Changes and Update of CIF Under Incoterms 2020
The revision of Incoterms 2020 includes changes to the Cost, Insurance, and Freight (CIF) trade terms.
- Under this incoterm rule, the seller remains responsible for arranging and paying for shipping, insurance, and freight costs up until the named port of destination.
- The buyer is responsible for any additional costs once the goods have arrived at that port.
- The most significant change in the Incoterms 2020 revision is that the seller’s insurance responsibilities are now extended to cover any additional risks that may occur after the port of destination has been reached. This means that, under CIF terms, seller is responsible for providing proof of adequate insurance cover for any potential losses or damages that could occur during unloading or any subsequent transport within the buyer’s country.
- Besides, CIF Incoterm now requires that sellers provide buyers with a detailed commercial invoice, as well as all relevant customs documents (such as certificates of origin).
- Finally, all necessary paperwork must be provided to the buyer in order for it to clear customs and take ownership of the goods.
Differentiating CIF and Free on Board (FOB)
The main difference between Cost, Insurance, and Freight (CIF) and Free on Board (FOB) is who pays for the shipping cost.
In CIF, the seller will handle all costs associated with getting the goods shipped to their destination port, including insurance, shipping fees, and other transport-related expenses. Seller can only use CIF when they hold expertise in local customs and are willing to handle the costs.
On the other hand, in Free on Board (FOB), the seller transfers all of the risk and costs to the buyer and who is responsible for paying for all of the transportation costs and other related fees loaded onto the shipping vessel.
The seller and buyer can also decide how much responsibility each party has in terms of insurance, customs clearance, and even the risk transfers or damage during transit.

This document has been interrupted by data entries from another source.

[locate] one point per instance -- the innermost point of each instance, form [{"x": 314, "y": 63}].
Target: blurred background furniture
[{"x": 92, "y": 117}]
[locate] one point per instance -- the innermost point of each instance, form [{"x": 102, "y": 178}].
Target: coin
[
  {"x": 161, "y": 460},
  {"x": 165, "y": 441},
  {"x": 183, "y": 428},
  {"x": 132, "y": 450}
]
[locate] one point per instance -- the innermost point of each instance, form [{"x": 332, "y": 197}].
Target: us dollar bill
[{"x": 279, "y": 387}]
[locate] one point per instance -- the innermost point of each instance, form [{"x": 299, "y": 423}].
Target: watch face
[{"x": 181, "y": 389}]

Ultimately, CIF and FOB have their pros and cons, depending on the situation. CIF is great for buyers who don’t want to bear the cost of shipping bulk cargo and other related expenses, as it’s all taken care of by the seller.
However, sellers may not like this arrangement as they have to assume greater responsibility and risk transfers.
On the other hand, FOB can be beneficial for sellers, as they don’t have to pay for the shipping and related costs. Buyers may have to bear all the risks associated with their shipment and may not be able to take advantage of any insurance policies that might be available at the destination port.
Finally, you learn what it means and why you need to know about Intercoterm CIF. Not just knowing the acronym.
While it isn’t as exciting as shopping online understanding, Incoterm cost, insurance, and freight agreement is an essential part of international trade, especially in importing process.